Social media at Slow Making
Handmade Nation which documents the rise of the new design, craft and making cultures in the US has a presence in the US as a film on the indie circuit as well as the book. It also has a Facebook presence with a Facebook page. The Slow Movement is not strongly represented - Slow Food sites tend to be focused on webpages, rather than using social media except as a way to get information about events etc out there. There's also Alastair Fuad-Luke's Slow Design space, originally set up in 2004 which is connected to New York's SlowLab. Both use webpages as their most significant Web presence.
Which brings me to the point of this post - we've set up a Slow Making group on Facebook. I might be completely missing the reason as to why social media forms such as Facebook are so successful but having a Facebook page seems too passive. We hope that people will want to engage with the idea, the processes, share information and perhaps even work toward workshops or an exhibition (real or virtual) or the like. Our hope is that a Facebook group will work to generate that engagement in a way that a Facebook page wont.

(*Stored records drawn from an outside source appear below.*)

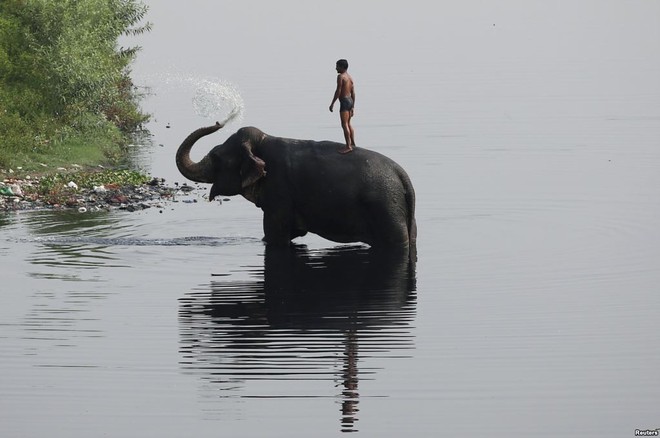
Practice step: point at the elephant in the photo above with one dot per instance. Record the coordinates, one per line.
(307, 186)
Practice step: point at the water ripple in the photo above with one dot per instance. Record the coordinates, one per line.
(311, 316)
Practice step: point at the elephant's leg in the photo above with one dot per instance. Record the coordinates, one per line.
(277, 228)
(389, 226)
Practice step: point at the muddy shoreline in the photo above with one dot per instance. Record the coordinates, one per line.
(21, 194)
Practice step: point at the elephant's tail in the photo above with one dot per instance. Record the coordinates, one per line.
(410, 203)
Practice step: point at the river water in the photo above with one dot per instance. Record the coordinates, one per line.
(530, 131)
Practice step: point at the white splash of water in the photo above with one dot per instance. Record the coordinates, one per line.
(212, 98)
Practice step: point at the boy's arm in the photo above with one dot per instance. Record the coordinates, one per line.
(337, 91)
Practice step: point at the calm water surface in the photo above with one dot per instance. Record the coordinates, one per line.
(530, 131)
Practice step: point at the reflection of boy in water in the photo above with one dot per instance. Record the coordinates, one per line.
(346, 94)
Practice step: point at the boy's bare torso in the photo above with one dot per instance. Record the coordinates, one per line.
(345, 84)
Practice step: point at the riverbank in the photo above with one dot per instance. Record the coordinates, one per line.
(87, 191)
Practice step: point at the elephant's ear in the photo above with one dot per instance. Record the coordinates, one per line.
(253, 168)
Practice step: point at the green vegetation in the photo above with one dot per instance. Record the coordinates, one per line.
(65, 90)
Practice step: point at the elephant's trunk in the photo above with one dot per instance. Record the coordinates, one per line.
(203, 170)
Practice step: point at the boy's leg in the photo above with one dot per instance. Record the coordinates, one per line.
(345, 125)
(350, 128)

Then again, that might be completely wrong. Perhaps using something like Ning might be more appropriate; having a group you have to join. Whilst I agree with Clay Shirky about the potential of cognitive surplus, I suspect a lot of the reason for Facebook's success is that most of the actions and responses we are likely to do are really pretty passive - from Superpoking to even commenting on a friend's status, we're not doing much more than a digital version of raising an eyebrow or waving across a room. Which is fine - but Facebook may not be the right forum for Slow Making.
So let us know what you think, join the group if you're so inclined - theoretically any posts here on the blog should be linked up the wall of the group. And let us know about other social media based groups where ethical and green making, craft and design information and ideas are freely moving about - most of us would have had some connection with the Open Source movement. Is it possible to foster something similiar around Slow Making, or are there virtual spaces we should be connecting into now?